ANALYSIS-Iraqi oil not missed amid world sour crude glut
www.forbes.com Reuters, 03.20.03, 9:04 AM ET By Sujata Rao
LONDON, March 20 (Reuters) - World oil markets have been able to shrug off the effective loss of Iraq's oil exports because its high sulphur sour crude is of precisely the quality that is in abundant supply, traders say.
"It has got to the situation when we actually need a war to get Iraqi crude off the market," one trader with an oil major said. "There is an awful lot of heavy sour crude on the market -- it's a global phenomenon."
As the first U.S. missiles pound Baghdad, the absence of Iraqi crude supplies is hardly being felt as world markets are awash with barrels from the OPEC cartel.
Dealers had believed the loss of Iraq's 1.7 million barrels per day (bpd) of crude could send oil prices rocketing, and necessitate a release from international emergency stocks.
But now they say extra oil is the last thing they need.
"Sour crudes will suffer a lot with this war," said a U.S. trader. "If the U.S. releases crude from the Strategic Petroleum Reserve it will almost all be sour. If there is no release, Saudi Arabia will cover the shortage and Saudi oil is sour."
Sour differentials are hovering near historical U.S. lows of $7 under U.S. benchmark WTI sweet crude, as traders bet a war will be short.
European benchmark sour Russian Urals too is falling steadily from the recent highs caused by shipping delays.
Oil prices which spent most of 2003 above the $30 a barrel mark due to war jitters and the loss of barrels from strike-hit Venezuela, have steadied in recent days, partly because of large output increases by OPEC.
Saudi Arabia, seeking to cushion oil markets against a halt in Iraqi exports, raised supplies in April by up to 12 percent and is already pumping well above nine million bpd of its 10.5 million bpd capacity.
"What Saudi has done is produced more and more in anticipation of war. There is loads of it hitting the U.S. and no one really needs it right now," one player said.
The International Energy Agency, the West's energy watchdog, said on Thursday it saw no need yet to release emergency oil stocks as it was confident OPEC could make up for the shortfall.
But OPEC said the market was oversupplied.
"Oil prices are heading downwards. This shows there is more oil in the market than the market can absorb," OPEC President Abdullah al-Attiyah told Reuters in Doha on Thursday.
EUROPE TAKES VENEZUELAN CRUDE
The last planned shipment of Iraqi crude was set to sail from the Turkish Mediterranean port of Ceyhan on Thursday.
United Nations inspectors remain there to monitor exports and Iraq has said it will try to maintain the pipeline flow, but lifters who fear disruptions are not keen to send tankers there. Iraq's Gulf exports have halted.
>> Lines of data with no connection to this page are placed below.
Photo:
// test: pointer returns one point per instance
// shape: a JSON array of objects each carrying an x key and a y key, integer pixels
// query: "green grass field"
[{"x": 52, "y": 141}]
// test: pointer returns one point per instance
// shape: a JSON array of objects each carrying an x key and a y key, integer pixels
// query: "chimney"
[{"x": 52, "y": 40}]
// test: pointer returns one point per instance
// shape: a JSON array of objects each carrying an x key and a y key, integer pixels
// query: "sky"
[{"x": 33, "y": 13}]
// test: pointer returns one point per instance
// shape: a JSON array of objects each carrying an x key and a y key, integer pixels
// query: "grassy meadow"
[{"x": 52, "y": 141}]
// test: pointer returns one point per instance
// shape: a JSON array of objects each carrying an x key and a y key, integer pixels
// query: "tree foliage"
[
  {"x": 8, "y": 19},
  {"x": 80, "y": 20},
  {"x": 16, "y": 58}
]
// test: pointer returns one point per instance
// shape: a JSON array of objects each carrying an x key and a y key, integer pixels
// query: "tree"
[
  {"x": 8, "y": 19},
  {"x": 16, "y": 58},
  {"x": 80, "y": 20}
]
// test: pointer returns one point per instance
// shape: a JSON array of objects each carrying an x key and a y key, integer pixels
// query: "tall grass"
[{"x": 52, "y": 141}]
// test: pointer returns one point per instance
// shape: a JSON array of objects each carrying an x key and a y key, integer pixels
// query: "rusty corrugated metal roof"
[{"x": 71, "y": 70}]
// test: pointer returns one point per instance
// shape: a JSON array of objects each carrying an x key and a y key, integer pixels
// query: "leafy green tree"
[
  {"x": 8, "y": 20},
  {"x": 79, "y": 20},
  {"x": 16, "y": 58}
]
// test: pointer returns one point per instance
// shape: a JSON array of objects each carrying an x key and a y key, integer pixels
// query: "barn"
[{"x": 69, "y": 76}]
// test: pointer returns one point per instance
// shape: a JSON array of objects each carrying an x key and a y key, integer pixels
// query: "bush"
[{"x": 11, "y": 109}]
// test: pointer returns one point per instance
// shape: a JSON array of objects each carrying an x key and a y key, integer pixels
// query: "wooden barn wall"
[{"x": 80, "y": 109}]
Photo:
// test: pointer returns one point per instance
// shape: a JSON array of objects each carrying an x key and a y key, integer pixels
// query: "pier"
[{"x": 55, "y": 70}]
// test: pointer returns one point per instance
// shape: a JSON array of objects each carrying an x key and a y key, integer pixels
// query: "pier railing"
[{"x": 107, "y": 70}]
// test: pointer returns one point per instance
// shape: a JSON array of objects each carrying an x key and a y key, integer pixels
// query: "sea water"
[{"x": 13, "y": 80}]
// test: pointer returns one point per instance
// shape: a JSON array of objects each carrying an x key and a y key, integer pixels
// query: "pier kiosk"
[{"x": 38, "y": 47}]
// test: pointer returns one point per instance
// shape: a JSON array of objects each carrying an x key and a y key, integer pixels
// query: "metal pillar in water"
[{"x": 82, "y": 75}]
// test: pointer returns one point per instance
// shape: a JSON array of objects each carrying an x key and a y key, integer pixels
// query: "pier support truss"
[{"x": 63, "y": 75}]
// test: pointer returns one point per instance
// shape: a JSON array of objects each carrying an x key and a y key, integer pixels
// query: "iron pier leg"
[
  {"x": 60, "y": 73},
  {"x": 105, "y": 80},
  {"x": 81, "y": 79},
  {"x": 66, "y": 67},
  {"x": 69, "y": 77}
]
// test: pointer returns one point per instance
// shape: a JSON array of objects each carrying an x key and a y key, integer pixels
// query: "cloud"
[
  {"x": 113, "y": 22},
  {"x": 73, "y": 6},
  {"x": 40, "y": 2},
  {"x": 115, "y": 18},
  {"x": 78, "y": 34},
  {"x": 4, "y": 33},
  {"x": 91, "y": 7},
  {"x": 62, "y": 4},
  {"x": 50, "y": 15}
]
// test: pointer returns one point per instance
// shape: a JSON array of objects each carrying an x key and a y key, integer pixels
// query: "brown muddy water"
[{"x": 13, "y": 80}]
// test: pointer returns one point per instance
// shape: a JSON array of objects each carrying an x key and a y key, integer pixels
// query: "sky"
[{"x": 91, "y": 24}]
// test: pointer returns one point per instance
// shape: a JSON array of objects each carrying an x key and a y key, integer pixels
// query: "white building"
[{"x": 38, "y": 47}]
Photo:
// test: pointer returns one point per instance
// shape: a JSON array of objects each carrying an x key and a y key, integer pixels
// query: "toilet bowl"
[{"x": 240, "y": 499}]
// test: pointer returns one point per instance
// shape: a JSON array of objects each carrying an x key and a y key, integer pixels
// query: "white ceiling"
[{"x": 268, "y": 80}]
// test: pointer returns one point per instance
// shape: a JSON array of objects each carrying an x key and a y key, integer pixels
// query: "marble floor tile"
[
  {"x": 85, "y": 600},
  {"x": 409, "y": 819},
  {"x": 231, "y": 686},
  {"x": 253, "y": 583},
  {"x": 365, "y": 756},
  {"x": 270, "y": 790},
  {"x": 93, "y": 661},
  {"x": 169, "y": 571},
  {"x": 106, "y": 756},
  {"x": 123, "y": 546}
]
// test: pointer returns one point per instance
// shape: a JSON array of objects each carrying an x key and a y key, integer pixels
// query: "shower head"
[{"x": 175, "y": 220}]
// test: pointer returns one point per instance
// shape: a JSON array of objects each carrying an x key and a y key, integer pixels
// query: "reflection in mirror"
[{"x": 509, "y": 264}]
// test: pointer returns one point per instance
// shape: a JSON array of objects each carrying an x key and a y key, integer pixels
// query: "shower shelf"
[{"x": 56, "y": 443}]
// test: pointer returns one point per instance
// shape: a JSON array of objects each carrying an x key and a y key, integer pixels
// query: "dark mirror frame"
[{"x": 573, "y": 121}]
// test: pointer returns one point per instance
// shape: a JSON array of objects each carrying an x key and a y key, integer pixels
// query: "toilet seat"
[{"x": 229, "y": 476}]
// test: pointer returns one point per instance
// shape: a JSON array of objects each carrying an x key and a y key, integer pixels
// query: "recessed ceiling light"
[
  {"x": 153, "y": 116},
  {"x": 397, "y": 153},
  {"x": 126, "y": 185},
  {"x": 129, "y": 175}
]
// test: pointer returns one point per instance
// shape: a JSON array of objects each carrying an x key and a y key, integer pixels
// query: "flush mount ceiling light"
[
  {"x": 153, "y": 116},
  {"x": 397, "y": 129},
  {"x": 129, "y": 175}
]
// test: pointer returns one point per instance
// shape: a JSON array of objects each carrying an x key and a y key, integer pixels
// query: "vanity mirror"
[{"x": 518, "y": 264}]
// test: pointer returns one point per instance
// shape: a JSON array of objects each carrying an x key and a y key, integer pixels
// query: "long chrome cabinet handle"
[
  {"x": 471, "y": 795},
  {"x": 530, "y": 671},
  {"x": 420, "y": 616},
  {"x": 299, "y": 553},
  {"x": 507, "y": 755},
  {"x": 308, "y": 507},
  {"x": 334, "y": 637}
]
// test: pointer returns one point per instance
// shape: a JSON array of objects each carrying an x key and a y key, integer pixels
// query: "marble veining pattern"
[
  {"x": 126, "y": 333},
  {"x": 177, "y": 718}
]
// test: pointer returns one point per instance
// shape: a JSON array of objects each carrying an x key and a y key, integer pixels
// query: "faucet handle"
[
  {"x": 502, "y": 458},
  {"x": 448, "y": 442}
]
Analysts say a key issue has been the delay to the war beyond February -- a month when winter energy demand is still high. In the milder second quarter demand usually drops about two million barrels per day.
U.S. refiners, preparing for the summer gasoline season have been running on low sulphur, or sweet, crudes rather than sour. This has started to send sour barrels to Europe in a rare reverse transatlantic arbitrage.
Several European plants have already bought Venezuelan sour crude, which has been falling fast against the U.S. sweet benchmark, and some importers say it is landing in Europe at a $1 advantage to Mediterranean sour benchmark Urals.
"Urals is the last bastion of sour strength. Now with Venezuelan barrels arbing, it is under pressure to correct," one trader said.
Higher Russian exports in summer and the end of weather-linked shipment delays would also pressurise sours.
In Asia, buyers who have received full contractual volumes of Saudi and other OPEC grades, are now shying away from importing their usual diet of sweet West African grades.
"What we have is Asia not taking much West African crude and unwanted Venezuelan in the U.S., backing into Europe," a trader said. "The oversupply problem is just going around the world."